From Casetext: Smarter Legal Research

U.S. v. Welsh

United States District Court, D. Oregon, Portland Division
Sep 22, 2010
10-CR-211-BR (D. Or. Sep. 22, 2010)

Opinion

10-CR-211-BR.

September 22, 2010

DWIGHT C. HOLTON, United States Attorney, GARY Y. SUSSMAN, Assistant United States Attorney, Portland, OR, Attorneys for Plaintiff.

JOHN S. RANSOM, Ransom Blackman, LLP, Portland, OR, Attorneys for Defendant.


OPINION AND ORDER


This matter comes before the Court on Defendant William Carl Welsh's Motion (#11) to Dismiss the Indictment. For the reasons that follow, the Court DENIES Defendant's Motion.

BACKGROUND

Because of his 1986 convictions for First Degree Sodomy, Second Degree Sodomy, and First Degree Sexual Abuse, Defendant William Carl Welsh is a registered sex offender in the State of Oregon who is required under Oregon law to register as a sex offender for life. Defendant signed a sex-offender obligation notification form on August 25, 1997, and an initial sex-offender registration form the next day. Between August 1997 and June 1999, Defendant signed four more registration forms: two annual registration forms and two change-of-address forms.

On January 4, 2000, Defendant was convicted of Using a Child in a Display of Sexual Conduct in Clatsop County and signed a new Notice of Sex Offender Registration Obligation. Defendant signed a similar Notice at the Oregon Correctional Intake Center on January 18, 2000.

Defendant was released from prison in June 2007, and although he signed a state sex-offender registration form at the Clatsop County Sheriff's Office on June 15, 2007, Defendant alleges he was not informed of federal sex-offender registration requirements at the time of his release from state custody.

Defendant subsequently signed two annual state registrations and one change-of-address registration on March 25, 2008; April 18, 2008; and April 3, 2009.

The government alleges Defendant applied for a passport on April 3, 2009, and flew to Belize on July 15, 2009, where he intended to reside. On September 30, 2009, Defendant was apprehended in Belize on an Oregon parole-violation warrant and was returned to the United States.

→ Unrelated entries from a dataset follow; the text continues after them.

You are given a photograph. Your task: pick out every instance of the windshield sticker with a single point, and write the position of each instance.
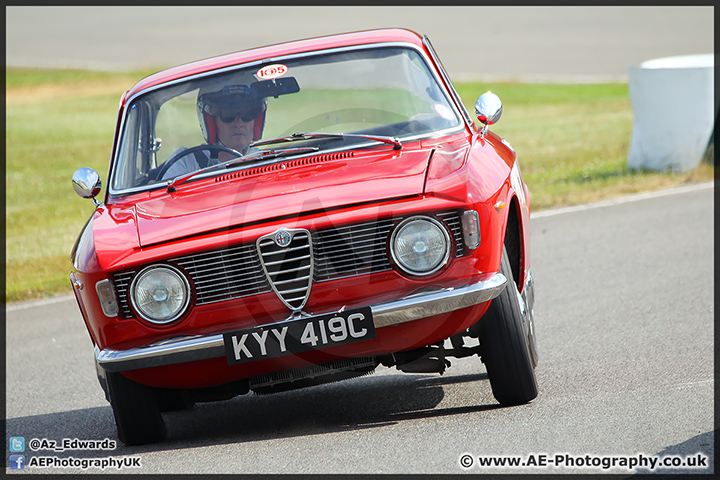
(443, 111)
(272, 71)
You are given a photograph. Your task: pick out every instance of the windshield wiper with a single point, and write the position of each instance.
(252, 157)
(299, 136)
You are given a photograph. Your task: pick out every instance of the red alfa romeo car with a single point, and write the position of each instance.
(299, 214)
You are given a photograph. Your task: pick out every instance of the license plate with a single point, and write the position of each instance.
(297, 336)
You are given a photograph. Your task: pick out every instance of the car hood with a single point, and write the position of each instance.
(280, 190)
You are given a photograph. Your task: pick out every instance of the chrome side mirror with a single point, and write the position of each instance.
(488, 109)
(87, 183)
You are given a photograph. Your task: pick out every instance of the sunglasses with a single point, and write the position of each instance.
(245, 114)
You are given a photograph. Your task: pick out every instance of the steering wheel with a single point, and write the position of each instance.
(190, 151)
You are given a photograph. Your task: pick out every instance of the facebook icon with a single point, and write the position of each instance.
(17, 462)
(17, 444)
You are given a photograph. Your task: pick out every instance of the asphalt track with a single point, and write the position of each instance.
(624, 311)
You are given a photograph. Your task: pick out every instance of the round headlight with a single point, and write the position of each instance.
(420, 245)
(160, 294)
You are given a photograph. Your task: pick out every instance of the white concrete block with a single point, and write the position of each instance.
(674, 112)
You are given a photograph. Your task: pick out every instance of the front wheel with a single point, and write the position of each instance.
(504, 344)
(136, 411)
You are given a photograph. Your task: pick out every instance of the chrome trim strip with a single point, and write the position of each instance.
(414, 307)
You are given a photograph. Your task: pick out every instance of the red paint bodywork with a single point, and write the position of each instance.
(468, 171)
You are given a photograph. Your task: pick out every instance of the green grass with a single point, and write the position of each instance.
(572, 142)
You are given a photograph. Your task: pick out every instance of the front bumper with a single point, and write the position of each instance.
(413, 307)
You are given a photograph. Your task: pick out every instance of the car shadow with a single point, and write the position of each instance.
(361, 403)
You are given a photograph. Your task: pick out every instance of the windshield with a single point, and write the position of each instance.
(375, 92)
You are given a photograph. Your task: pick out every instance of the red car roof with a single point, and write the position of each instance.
(317, 43)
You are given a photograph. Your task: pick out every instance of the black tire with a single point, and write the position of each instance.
(504, 345)
(136, 411)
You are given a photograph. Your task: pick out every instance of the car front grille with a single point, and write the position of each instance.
(312, 257)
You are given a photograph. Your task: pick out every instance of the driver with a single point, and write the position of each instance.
(230, 116)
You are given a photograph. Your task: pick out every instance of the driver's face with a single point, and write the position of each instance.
(236, 134)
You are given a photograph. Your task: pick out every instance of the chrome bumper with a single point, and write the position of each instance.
(193, 348)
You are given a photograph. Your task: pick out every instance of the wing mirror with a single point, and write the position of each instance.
(87, 183)
(488, 109)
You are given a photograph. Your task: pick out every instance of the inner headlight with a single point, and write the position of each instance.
(420, 245)
(160, 294)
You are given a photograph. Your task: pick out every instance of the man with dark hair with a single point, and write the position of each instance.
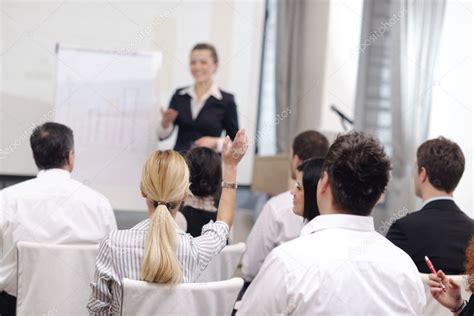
(277, 223)
(439, 230)
(340, 265)
(51, 208)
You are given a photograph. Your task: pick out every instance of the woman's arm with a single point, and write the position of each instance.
(232, 153)
(231, 120)
(450, 297)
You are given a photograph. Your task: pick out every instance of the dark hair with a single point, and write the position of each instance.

On May 25, 2010, a federal grand jury indicted Defendant on a single count of failure to register as a sex offender in violation of 18 U.S.C. § 2250(a). On July 16, 2010, Defendant filed a Motion to Dismiss the Indictment on the ground that Defendant did not knowingly fail to register because he was not properly notified of the requirement to register in violation of federal law under the Sex Offender Registration and Notification Act (SORNA), which became law in 2006 during Defendant's incarceration. See Pub.L. No. 109-248, 120 Stat. 587.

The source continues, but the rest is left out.